Fits a multivariate linear regression model via fast Givens transformations.
X |NROW| by NCOL matrix containing the data. (Input)
IIND Independent variable option. (Input)
IIND Meaning
< 0 The first −IIND columns of X contain the independent (explanatory) variables.
> 0 The IIND independent variables are specified by the column numbers in INDIND.
= 0 There are no independent variables.
The regressors are the intercept (if INTCEP = 1) and the independent variables. There are INTCEP + |IIND| regression coefficients for each dependent variable.
INDIND Index
vector of length IIND
containing the column numbers of X that are the
independent variables. (Input, if IIND
is positive)
If IIND
is nonpositive, INDIND is not
referenced and can be a vector of length one.

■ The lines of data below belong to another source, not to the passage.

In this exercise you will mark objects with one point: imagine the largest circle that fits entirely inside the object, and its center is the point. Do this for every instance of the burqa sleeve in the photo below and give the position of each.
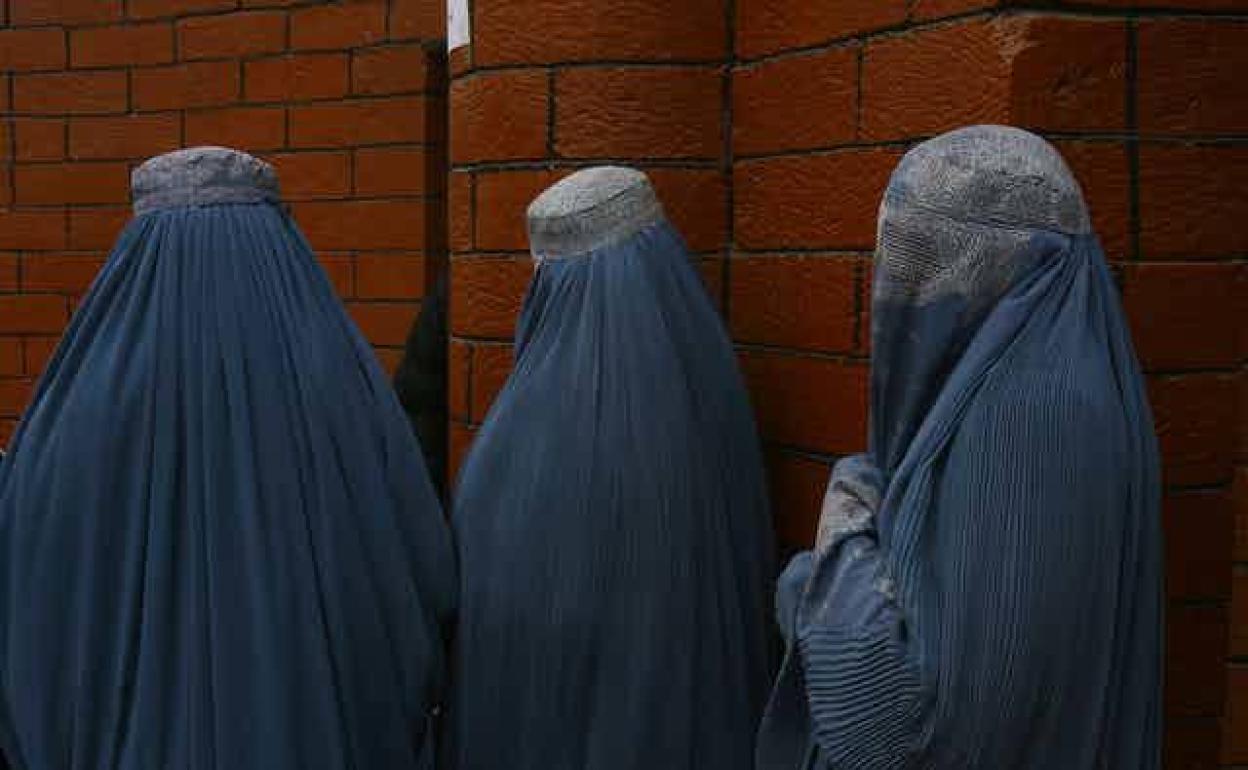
(1006, 503)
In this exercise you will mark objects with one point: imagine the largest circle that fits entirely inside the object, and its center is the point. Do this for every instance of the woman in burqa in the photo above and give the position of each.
(220, 548)
(612, 516)
(985, 589)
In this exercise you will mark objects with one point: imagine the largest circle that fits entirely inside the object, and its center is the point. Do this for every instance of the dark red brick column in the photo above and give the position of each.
(347, 100)
(548, 86)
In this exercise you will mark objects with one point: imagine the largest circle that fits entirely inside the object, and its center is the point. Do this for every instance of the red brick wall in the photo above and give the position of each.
(346, 99)
(774, 146)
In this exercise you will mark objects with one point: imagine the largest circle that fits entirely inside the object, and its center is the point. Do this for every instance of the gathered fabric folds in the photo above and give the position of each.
(219, 545)
(986, 592)
(613, 532)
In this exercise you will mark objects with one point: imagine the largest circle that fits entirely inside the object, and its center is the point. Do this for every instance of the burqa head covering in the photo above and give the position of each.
(986, 587)
(612, 516)
(220, 545)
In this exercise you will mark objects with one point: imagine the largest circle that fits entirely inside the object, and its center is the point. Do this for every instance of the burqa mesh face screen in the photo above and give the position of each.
(986, 588)
(613, 528)
(220, 545)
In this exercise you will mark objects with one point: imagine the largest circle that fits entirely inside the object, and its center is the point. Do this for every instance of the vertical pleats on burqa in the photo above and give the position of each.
(613, 532)
(219, 545)
(986, 587)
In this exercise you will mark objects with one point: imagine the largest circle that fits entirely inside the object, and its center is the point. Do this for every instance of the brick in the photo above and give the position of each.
(1239, 494)
(825, 201)
(1198, 5)
(31, 49)
(1191, 743)
(394, 171)
(796, 484)
(390, 276)
(338, 26)
(766, 26)
(240, 34)
(795, 102)
(78, 92)
(1040, 73)
(202, 84)
(33, 315)
(1196, 642)
(1187, 316)
(1199, 534)
(640, 112)
(363, 225)
(8, 427)
(458, 376)
(95, 229)
(156, 9)
(1103, 171)
(1191, 201)
(242, 127)
(794, 301)
(63, 11)
(695, 201)
(1236, 735)
(394, 70)
(710, 270)
(125, 136)
(60, 273)
(383, 322)
(1239, 613)
(360, 122)
(550, 31)
(312, 175)
(486, 295)
(502, 200)
(38, 139)
(491, 367)
(499, 116)
(8, 272)
(459, 190)
(459, 444)
(39, 352)
(341, 271)
(15, 394)
(10, 356)
(806, 402)
(122, 45)
(1194, 417)
(31, 230)
(926, 10)
(1187, 80)
(296, 77)
(73, 184)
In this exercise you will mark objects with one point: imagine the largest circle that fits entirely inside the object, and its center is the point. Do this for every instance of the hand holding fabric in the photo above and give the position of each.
(850, 502)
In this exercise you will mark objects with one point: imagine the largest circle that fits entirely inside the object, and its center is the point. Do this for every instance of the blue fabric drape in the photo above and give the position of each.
(219, 547)
(999, 604)
(613, 532)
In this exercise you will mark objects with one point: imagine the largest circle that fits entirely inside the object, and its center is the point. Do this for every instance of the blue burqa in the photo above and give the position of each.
(613, 532)
(219, 547)
(986, 589)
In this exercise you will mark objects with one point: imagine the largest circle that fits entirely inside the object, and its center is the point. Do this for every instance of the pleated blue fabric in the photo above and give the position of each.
(613, 531)
(986, 589)
(220, 545)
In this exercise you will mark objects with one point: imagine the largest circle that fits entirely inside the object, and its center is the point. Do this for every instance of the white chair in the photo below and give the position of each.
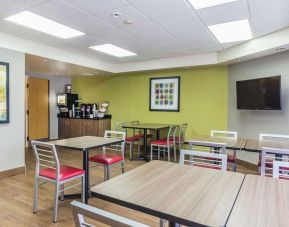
(166, 144)
(232, 158)
(281, 170)
(107, 160)
(200, 155)
(48, 169)
(129, 141)
(80, 210)
(273, 137)
(180, 139)
(269, 155)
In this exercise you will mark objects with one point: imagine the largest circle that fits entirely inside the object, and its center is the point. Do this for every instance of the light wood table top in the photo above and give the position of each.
(85, 142)
(262, 201)
(256, 145)
(179, 193)
(234, 144)
(151, 126)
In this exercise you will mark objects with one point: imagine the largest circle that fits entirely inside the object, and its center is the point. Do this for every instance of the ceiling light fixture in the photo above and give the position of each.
(200, 4)
(232, 31)
(113, 50)
(43, 24)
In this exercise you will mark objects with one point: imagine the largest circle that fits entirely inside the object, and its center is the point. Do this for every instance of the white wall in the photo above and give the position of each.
(56, 85)
(249, 123)
(12, 135)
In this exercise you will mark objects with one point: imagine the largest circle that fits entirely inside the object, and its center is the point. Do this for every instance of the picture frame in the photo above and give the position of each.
(4, 93)
(165, 94)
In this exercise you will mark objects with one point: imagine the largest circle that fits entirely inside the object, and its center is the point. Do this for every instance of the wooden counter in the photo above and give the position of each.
(73, 127)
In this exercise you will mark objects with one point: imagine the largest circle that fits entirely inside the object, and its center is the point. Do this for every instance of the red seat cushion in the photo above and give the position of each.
(106, 159)
(66, 172)
(162, 142)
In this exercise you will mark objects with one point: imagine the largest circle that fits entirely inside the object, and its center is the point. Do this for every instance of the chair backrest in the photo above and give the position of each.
(229, 134)
(264, 136)
(81, 210)
(281, 169)
(182, 131)
(115, 147)
(204, 159)
(268, 156)
(45, 157)
(172, 133)
(205, 146)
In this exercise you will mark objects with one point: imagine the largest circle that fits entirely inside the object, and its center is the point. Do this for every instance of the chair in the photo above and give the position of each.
(166, 144)
(275, 137)
(79, 210)
(180, 139)
(130, 141)
(281, 170)
(107, 160)
(232, 158)
(268, 156)
(200, 155)
(49, 170)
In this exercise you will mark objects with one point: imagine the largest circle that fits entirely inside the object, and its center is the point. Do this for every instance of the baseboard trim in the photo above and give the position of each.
(12, 172)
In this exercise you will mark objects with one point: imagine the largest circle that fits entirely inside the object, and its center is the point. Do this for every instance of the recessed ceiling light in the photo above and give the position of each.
(232, 31)
(43, 24)
(200, 4)
(113, 50)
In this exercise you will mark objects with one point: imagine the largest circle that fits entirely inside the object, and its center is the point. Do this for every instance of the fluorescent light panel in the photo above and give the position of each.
(113, 50)
(200, 4)
(43, 24)
(232, 31)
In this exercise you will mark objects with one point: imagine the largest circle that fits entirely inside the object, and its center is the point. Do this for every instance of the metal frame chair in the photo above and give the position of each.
(268, 156)
(228, 134)
(281, 170)
(201, 156)
(108, 160)
(165, 145)
(79, 210)
(48, 169)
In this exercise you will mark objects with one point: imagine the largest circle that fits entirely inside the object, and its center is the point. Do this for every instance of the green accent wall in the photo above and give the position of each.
(203, 101)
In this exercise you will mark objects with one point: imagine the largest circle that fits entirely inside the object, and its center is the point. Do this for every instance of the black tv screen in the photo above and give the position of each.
(259, 94)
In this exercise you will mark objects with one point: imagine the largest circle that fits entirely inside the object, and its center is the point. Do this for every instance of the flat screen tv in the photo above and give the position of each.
(259, 94)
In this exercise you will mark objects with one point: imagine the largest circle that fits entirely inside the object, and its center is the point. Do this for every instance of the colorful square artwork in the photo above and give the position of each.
(164, 94)
(4, 101)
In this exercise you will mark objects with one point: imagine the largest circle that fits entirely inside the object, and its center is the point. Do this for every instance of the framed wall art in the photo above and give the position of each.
(4, 92)
(165, 94)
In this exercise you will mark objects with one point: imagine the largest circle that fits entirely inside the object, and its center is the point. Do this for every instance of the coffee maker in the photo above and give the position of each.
(66, 102)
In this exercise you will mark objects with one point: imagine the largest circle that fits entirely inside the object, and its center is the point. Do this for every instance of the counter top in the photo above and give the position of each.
(105, 117)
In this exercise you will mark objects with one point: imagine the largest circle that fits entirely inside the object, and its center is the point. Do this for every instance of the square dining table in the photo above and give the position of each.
(262, 202)
(182, 194)
(84, 144)
(145, 127)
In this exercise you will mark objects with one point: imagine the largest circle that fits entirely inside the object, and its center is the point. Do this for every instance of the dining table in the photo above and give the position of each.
(145, 127)
(262, 202)
(84, 144)
(181, 194)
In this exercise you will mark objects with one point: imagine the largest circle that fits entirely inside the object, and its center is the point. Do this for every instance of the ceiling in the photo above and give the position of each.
(45, 66)
(161, 28)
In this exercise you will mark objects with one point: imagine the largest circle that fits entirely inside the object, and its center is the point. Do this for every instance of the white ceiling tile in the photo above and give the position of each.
(127, 12)
(58, 11)
(96, 6)
(156, 9)
(268, 16)
(26, 4)
(224, 13)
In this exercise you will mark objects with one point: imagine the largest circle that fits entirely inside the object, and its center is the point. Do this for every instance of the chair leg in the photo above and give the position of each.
(122, 167)
(62, 192)
(55, 208)
(83, 189)
(36, 186)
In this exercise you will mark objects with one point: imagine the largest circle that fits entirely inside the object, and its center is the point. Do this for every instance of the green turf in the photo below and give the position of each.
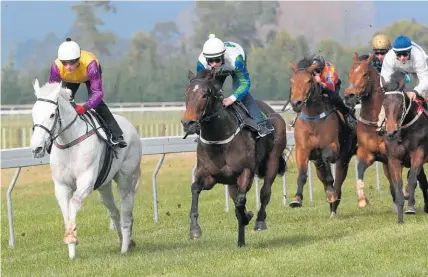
(298, 242)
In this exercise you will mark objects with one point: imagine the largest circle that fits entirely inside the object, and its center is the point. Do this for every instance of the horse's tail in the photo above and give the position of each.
(282, 166)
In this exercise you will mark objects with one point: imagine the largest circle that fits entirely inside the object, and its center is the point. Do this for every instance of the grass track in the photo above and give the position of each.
(298, 242)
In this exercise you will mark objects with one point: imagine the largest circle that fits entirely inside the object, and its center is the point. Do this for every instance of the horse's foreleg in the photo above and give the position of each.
(244, 217)
(266, 191)
(106, 197)
(196, 188)
(394, 168)
(342, 166)
(63, 195)
(423, 184)
(365, 159)
(302, 159)
(126, 183)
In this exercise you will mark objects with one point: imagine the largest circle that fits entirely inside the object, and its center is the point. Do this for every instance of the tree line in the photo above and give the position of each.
(153, 66)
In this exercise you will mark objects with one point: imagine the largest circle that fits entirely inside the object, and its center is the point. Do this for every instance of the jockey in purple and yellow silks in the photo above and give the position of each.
(73, 67)
(231, 60)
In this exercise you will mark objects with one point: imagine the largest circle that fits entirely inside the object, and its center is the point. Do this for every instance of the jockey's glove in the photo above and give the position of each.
(81, 109)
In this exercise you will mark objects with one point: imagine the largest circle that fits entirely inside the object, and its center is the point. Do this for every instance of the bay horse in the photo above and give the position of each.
(364, 87)
(78, 151)
(228, 153)
(406, 138)
(320, 135)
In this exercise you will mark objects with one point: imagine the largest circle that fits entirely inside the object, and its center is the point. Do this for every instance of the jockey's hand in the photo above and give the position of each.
(411, 95)
(227, 101)
(80, 109)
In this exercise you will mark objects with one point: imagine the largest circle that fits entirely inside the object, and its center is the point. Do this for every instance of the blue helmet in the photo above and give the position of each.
(402, 43)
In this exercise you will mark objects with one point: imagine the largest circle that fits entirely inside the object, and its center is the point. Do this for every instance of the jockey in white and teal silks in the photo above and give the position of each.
(231, 60)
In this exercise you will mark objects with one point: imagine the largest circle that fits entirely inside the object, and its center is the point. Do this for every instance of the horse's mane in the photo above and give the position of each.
(49, 90)
(305, 62)
(394, 83)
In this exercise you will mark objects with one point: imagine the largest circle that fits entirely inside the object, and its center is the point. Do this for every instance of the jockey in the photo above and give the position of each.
(326, 75)
(409, 57)
(231, 60)
(73, 67)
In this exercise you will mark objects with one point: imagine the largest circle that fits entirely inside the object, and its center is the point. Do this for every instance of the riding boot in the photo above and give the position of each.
(265, 128)
(336, 101)
(116, 132)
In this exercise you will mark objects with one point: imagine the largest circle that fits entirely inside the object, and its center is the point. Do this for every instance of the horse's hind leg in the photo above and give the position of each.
(423, 184)
(105, 193)
(244, 217)
(266, 191)
(365, 159)
(126, 185)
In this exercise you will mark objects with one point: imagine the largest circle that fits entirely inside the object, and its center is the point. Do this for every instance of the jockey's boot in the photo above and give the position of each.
(265, 128)
(116, 132)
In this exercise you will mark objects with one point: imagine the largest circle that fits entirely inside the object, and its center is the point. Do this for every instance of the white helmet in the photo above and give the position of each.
(68, 50)
(213, 47)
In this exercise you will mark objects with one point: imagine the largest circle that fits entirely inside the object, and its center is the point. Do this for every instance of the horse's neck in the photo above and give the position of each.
(68, 114)
(371, 105)
(316, 106)
(219, 127)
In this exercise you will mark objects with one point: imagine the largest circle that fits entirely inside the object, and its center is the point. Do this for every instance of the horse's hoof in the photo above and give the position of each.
(331, 197)
(195, 233)
(410, 210)
(362, 203)
(295, 204)
(260, 226)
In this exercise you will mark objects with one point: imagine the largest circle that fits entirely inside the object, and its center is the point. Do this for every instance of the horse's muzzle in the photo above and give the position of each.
(297, 105)
(189, 126)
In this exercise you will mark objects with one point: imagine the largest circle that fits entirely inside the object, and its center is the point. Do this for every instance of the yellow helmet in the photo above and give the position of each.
(381, 42)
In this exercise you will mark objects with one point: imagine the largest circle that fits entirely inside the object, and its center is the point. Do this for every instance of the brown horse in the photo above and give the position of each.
(228, 153)
(320, 135)
(406, 138)
(364, 87)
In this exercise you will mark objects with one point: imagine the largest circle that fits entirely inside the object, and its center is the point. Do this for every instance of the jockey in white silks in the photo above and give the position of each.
(231, 60)
(408, 57)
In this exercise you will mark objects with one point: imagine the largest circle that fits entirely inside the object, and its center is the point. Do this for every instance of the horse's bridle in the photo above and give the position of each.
(51, 133)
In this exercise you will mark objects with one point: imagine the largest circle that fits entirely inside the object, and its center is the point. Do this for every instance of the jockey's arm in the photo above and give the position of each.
(421, 69)
(54, 74)
(95, 80)
(199, 66)
(242, 79)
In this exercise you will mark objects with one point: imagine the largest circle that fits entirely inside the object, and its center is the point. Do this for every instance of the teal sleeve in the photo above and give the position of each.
(241, 79)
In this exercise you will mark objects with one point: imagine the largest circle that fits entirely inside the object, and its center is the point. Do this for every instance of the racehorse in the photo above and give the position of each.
(77, 161)
(320, 135)
(229, 154)
(364, 87)
(406, 138)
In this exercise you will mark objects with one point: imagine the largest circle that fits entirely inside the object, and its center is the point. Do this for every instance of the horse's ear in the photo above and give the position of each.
(190, 75)
(293, 66)
(382, 81)
(36, 87)
(402, 84)
(355, 57)
(312, 67)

IDEP Dependent variable option. (Input)
IDEP Meaning
< 0 The last −IDEP columns of X contain the dependent (response) variables. That is, columns NCOL + IDEP + 1, NCOL + IDEP + 2, , NCOL contain the dependent variables.
> 0 The IDEP dependent (response) variables are specified by the column numbers in INDDEP.
= 0 There are no dependent variables. (Generally, this option is not used. The R matrix from a QR decomposition of a matrix of regressors is computed.)
INDDEP Index
vector of length IDEP
containing the column numbers of X that are the
dependent variables. (Input, if IDEP
is positive)
If IDEP
is nonpositive, INDDEP is not
referenced and can be a vector of length one.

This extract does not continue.